Леона отлучилась поближе, и должна была вернуться уже к вечеру, на короткое чаепитие в узком кругу, в новом доме Александровых. “Где не придется пускаться на другой конец стола за горчицей верхом”, - процитировал старую шутку Виктор. Пока что львица “Рейда” отправилась в долину Порталов: проверить, не накопилось ли довольно людей для очередного Аукциона Профессий. А еще прочесать окрестности карантинного поселения, вырубив опасных зверей, пока те не размножились, не заматерели, не набрались нахальства беспокоить периметр и нападать на дилижансы.
За столом как раз говорили про Порталы:
— Насколько я понял по размаху карантинного поселения, по множеству приемщиков, знающих разные языки Земли, — осторожно поинтересовался Виктор. — Пришельцев из Зазеркалья тут уже многие тысячи…
— Несколько сотен тысяч, — поправила все знающая Акаме. Барон-контрразведчик уточнил:
— Если учитывать только официальных. Наверняка, имеются еще лазутчики, скрытые Порталы в землях варваров. Наконец, наша Империя велика, но весь мир больше.
— Тем более, — кивнул программист. — Они не пробовали завоевать всю Империю? Протащить сюда особых людей… Э-э…
— Спецназ, Енот объяснил нам, что это, — подсказала Эсдес.

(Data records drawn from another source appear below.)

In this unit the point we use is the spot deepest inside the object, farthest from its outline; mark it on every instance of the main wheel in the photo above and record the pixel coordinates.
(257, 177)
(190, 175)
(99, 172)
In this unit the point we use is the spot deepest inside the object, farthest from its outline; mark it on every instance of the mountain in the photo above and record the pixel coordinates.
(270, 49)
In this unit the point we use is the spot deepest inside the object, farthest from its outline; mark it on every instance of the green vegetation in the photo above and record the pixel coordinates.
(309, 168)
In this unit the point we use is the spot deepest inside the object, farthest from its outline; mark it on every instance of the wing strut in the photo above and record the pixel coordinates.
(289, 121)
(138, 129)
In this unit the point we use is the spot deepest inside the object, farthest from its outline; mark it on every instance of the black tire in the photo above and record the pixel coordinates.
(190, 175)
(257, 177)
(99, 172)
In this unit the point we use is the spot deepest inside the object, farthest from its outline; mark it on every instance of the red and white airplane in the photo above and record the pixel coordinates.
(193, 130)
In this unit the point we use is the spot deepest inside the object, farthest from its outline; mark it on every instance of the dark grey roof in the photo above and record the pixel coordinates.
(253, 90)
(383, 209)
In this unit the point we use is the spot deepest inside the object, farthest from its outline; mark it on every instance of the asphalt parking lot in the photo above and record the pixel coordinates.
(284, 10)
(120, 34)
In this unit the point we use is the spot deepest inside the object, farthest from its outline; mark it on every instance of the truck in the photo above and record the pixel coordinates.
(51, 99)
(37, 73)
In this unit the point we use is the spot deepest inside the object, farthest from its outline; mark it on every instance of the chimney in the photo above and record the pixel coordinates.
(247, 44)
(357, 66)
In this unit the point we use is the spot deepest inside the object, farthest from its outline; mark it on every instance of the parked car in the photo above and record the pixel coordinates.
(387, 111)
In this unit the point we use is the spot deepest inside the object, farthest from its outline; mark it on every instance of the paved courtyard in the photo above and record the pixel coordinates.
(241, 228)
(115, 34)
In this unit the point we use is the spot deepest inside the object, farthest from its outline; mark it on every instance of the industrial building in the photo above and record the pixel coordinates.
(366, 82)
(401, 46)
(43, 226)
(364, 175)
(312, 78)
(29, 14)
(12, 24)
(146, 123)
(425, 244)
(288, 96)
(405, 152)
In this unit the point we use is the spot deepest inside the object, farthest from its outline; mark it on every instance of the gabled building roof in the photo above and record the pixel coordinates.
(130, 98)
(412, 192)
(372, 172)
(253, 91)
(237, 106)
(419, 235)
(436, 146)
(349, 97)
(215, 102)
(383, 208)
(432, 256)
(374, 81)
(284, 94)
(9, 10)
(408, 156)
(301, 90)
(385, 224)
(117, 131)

— Ну так, почему сильномогучие пришельцы из зазеркалья тупо не завоевали всю Империю, не посадили везде своих людей вместо той же Ривер?
Надежда и Эсдес переглянулись, пришли к согласию, и ответила Ривер:
— Почему же, попытка была. Примерно на второй год после Мятежа… Ну, года три назад. Накопилось пришельцев много. К тому же, они сговорились с западными королями, а там еще помнили Верховного, сохранилась привычная организация армии, что-то знакомое из других областей. И к тому же, у них нашлась хорошая поддержка за Порталами. В итоге мы лишились императорского дворца…
— Так его не революция снесла?
— Я ведь уже говорила: нет, — помотала головой Эсдес. — И мертвая котловина напротив Порталов тоже возникла именно тогда. И, что интересно, ни Енот не сумел объяснить, что же там применялось; ни Носхорн так и не докопался до секрета.
— Кстати, барон! В первую нашу встречу вы, помнится, совершенно иначе выглядели?
— Госпожа Анна, я в тот день вернулся со сложной операции. Мы наконец-то накрыли шайку… Нехороших людей, скажем так. Я был в форме гвардейских егерей, красно-зеленое.
— А, — с королевской плавностью кивнула Александрова, — лицо у вас тоже тогда выглядело в соответствии с цветом кителя?
— С цветом шаровар, — улыбнулся барон, — китель был зеленый. Как приятно, что женщины еще запоминают меня. Но вы же не это хотели узнать?
— Я хотела узнать, не повторится ли подобное? Переезды утомляют. И нельзя убегать бесконечно.
Барон пожал плечами:
— Клятвы не дам. Поверьте, моя служба, как и люди госпожи Акаме, делает все возможное. Я и сам заинтересован кровно. Пусть детей у меня пока что нет, но вот племянник вполне дает прочувствовать родительское беспокойство…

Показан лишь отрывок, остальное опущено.